Début février 2021, des pêcheurs ont filmé sur leur téléphone un cachalot mort flottant sur lequel se nourrissaient plusieurs grands squales.

La MMCO a demandé l'autorisation de se rendre sur place pour identifier l'animal avant que les points d'identification ne soient endommagés ou détruits. Nous avons obtenu les autorisations bien trop tard et entre-temps l'animal, en état de décomposition avancée, avait traversé la barrière de corail et s'était immobilisé en deux parties : les restes de la partie postérieure à Melville et la partie antérieure comprenant la cavité abdominale et la tête sur les rochers de l'île d'Ambre 3 kilomètres plus loin.

Le 10 février 2021, deux membres de la MMCO se sont rendus sur place, dont la biologiste Svetlana Barteneva et le président de la MMCO, Hugues Vitry. Les restes de l'animal n'ont pas permis de reconnaître l'animal ou son genre. Des photos ont été prises et des échantillons prélevés pour analyse.


Observations
L'animal était en deux morceaux. La colonne vertébrale était brisée, la partie la plus immergée dérivant avec le courant et la marée et l'autre partie partiellement hors de l'eau, influencée par le vent dominant, dérivant dans une autre direction. 

Sur certaines parties de la colonne vertébrale, il y avait des excroissances osseuses.
Nous n'avons pas pu trouver la machoire de l'animal pour inspecter la dentition.

 

Déductions préliminaires                                                                                                                                                      En additionnant la taille des deux morceaux, l'animal devait mesurer entre 10 et 11 mètres de long.

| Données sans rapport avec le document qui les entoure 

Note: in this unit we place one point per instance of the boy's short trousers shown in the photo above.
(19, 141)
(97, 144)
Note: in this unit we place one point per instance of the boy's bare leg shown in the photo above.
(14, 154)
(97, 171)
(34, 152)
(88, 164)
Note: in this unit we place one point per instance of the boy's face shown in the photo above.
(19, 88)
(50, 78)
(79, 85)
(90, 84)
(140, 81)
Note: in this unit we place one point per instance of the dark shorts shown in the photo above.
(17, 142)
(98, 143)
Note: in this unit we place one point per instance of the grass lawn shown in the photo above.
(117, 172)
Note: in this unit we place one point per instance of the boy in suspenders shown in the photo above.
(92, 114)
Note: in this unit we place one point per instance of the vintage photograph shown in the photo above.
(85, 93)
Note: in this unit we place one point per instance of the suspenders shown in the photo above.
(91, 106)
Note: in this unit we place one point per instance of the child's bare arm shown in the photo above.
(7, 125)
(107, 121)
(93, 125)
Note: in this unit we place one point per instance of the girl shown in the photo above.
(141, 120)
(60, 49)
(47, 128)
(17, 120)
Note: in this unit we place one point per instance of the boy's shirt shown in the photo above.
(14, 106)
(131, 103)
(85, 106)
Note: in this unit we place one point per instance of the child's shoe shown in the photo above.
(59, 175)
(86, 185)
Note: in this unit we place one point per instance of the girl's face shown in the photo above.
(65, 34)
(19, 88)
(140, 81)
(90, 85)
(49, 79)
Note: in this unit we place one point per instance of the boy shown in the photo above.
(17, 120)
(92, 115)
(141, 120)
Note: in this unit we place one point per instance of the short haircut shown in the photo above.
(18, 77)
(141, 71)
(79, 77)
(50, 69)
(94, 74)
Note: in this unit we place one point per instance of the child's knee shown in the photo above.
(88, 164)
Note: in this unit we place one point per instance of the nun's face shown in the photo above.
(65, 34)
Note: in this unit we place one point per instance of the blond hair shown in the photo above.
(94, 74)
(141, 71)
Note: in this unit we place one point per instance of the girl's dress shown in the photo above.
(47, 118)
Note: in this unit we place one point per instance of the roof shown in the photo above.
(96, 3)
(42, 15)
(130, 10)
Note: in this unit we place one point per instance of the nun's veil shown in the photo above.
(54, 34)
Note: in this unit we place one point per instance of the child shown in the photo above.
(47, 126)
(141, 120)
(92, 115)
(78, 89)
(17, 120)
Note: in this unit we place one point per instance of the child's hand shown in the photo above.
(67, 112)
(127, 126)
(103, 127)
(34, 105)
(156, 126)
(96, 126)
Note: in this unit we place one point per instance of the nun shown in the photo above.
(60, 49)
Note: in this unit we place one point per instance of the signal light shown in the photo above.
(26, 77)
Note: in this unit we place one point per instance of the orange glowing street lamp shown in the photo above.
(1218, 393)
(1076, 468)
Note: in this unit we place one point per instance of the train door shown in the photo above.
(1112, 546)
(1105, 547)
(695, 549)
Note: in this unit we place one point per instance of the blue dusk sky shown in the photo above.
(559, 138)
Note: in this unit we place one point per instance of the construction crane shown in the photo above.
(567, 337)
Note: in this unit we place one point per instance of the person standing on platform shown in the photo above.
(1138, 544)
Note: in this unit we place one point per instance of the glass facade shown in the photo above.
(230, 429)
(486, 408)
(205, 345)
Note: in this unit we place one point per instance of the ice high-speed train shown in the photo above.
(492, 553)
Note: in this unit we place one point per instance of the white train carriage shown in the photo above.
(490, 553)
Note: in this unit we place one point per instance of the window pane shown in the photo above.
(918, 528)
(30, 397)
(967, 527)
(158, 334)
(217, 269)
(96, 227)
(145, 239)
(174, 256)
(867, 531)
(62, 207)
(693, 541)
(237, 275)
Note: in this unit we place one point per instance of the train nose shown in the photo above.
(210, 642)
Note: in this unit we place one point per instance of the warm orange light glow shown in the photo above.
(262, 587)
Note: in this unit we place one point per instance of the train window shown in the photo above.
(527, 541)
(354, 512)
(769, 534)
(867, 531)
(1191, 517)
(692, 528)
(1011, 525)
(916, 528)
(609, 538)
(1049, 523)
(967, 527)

Les excroissances osseuses suggèrent que l'animal était d'un certain âge. Nous supposons donc que, vu sa taille, l'animal devait être une vieille femelle.


Nous attendons les résultats des analyses pour déterminer avec certitude le sexe de l'animal et son âge approximatif, et si l'animal fait partie du groupe de nos cachalots résidents et son identité.
Hypothèse sur la cause de la mort
En ce qui concerne notre hypothèse sur la mort de ce grand mammifère, même si plusieurs requins ont été vus en train de manger les restes, il est peu probable qu'il ait été victime d'une prédation.  Il arrive que les cachalots soient victimes de leurs proies, des calmars géants, qu'ils attaquent en profondeur, auquel cas les cadavres ne remontent pas à la surface.

Pour un si grand mammifère, les vrais dangers sont la chasse ou les collisions avec les navires.
La fracture de la colonne vertébrale tend à favoriser davantage l'hypothese de la collision avec un navire comme cause de la mort.

L'endroit où l'animal a été vu mort n'est pas loin d'une voie de navigation très fréquentée qui va de la mer de Chine au sud de l'Afrique du Sud. La moyenne est d'un navire toutes les 30 minutes, soit environ 50 navires par jour en temps normal et lorsqu'il y a des problèmes vers le canal de Suez, ce nombre augmente considérablement,


Les résultats de l'analyse des restes de l'animal mort nous permettront d'apporter des éléments valables dans le suivi et l'étude de la vulnérabilité du petit groupe de nos cachalots résidents afin de mieux les protéger.